If you read my columns from time to time, and I am deeply grateful if you do, you might envision me crafting them as I sit quietly at my desk in my study at home. Sometimes, that is precisely where I do my writing, but not always. Very often, I kill two birds with one stone. Such is the case with this literary offering.
Here’s a mental picture for you: I am engaged in the act of putting together my monthly installment for The Concordian on my feet and on the move. You see, I have a little workout room in my house and in that home gym is a treadmill upon which rests a jury-rigged shelf placed strategically across the safety arms thereby allowing the use of my laptop computer. I write while I walk.
47-calories burned since I wrote the first words you just read.
As has been widely reported, we are facing a crisis in this country that will have long-term, tragic, and totally avoidable consequences for tens of millions of Americans. We’re fat. We’re really fat and getting fatter.
According to the Centers for Disease Control and Prevention, one-third of the adult population over the age of twenty in the United States is obese. But a far higher percentage than that is overweight. Who do you know that can’t afford to loose five or ten or twenty pounds? Most of us can.

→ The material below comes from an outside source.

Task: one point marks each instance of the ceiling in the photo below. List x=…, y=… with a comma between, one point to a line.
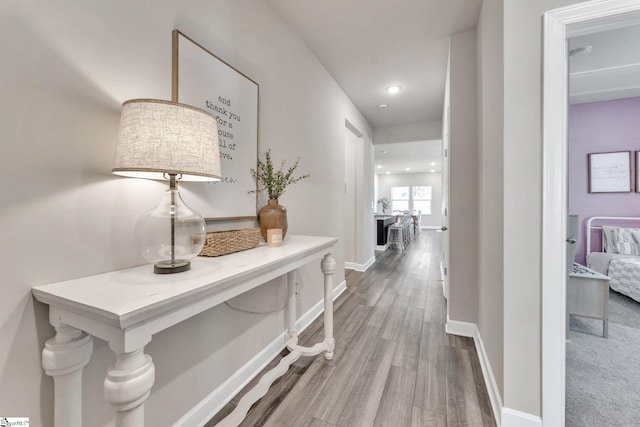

I recently lost fourteen pounds with another ten left to drop to get down to a very trim weight for my height and physique—which explains why I am typing away with my fingers while my legs are marching along at a pace of two-and-a-half miles an hour on this treadmill. Much faster, I have found through experience, and it is very difficult to type accurately.
78-calories and counting, by the way.
Please don’t think that I am being obnoxious or holier than thou by discussing my walk-while-I-work approach, it is to make the point that staying as fit as possible requires each of us to demonstrate a little discipline and a reasonable amount of consistent effort. My boss, the News Director at ABC-7, always keeps a variety of chocolates for the taking on his desk as a friendly gesture and as a way to encourage the rank and file to wander into his office to say “hello.” For years, being a chocoholic, I could not resist the temptation of a late afternoon sugar rush and so I would visit Kevin’s office every day and grab not one or two, but ten or twelve pieces of candy. Do that everyday and you can imagine what one starts to notice on the scale. Therefore, for the past few years, instead of chocolate in the afternoon, I fix myself a snack plate of carrots, snap peas, a few pieces of fruit, and a small handful of almonds. It is much more filling and far better for my waistline and overall health. So now, I eat with more discipline and purpose during the workweek and allow myself some chocolate or a bowl of reduced-fat ice cream on the weekend. Combine that with four to five days of rigorous exercise each week and I can really tell the difference.
157-calories vanquished, just to keep you updated.
It is so profoundly important for each of us to do as much as possible to get into better shape and to maintain a healthy weight. It is better for our individual health obviously, and so critical for the overall financial health of the country. The links between obesity and a host of terrible and terrifying diseases including cancer, heart disease, diabetes, and so many more are very well documented.
We Americans are quite literally eating ourselves to death.
Visit any number of other countries and you will not typically see the kind of obesity rates that we have here. Why? In many parts of the world, much of Europe and Asia for example, they walk and ride their bicycles to get from one place to another and they don’t snack all day long as we do. And what they do eat does not tend to include the large quantities of processed food that is a staple of the American diet. In parts of the world where a western diet is becoming more prevalent, so too is a corresponding rise in obesity levels.
Even more alarming, and certainly much sadder, than what is happening to the grown-up population of this country, is what we are seeing happening to America’s children. Twenty-five million kids are over-weight or are in danger of becoming over-weight. It makes me angry to see parents allowing children who are already heavy to eat fast food and donuts and ice cream.
Part of the problem, of course, is that the foods that tend to be the worst for us also tend to be the least expensive and a lot of families simply cannot afford to make healthier meal choices for their children. But even those with little means can make decisions that will improve the quality of the food they feed their children. Buy a bag of carrots for a snack instead of a bag of chips, for example.
What Really Matters is that while the politicians debate health care reform in Washington, each of us can take action to reform the way we care for our own health at home. It is a matter of life and death and we have significant control over it.
940 words written, 206 calories burned, 2.51 miles walked.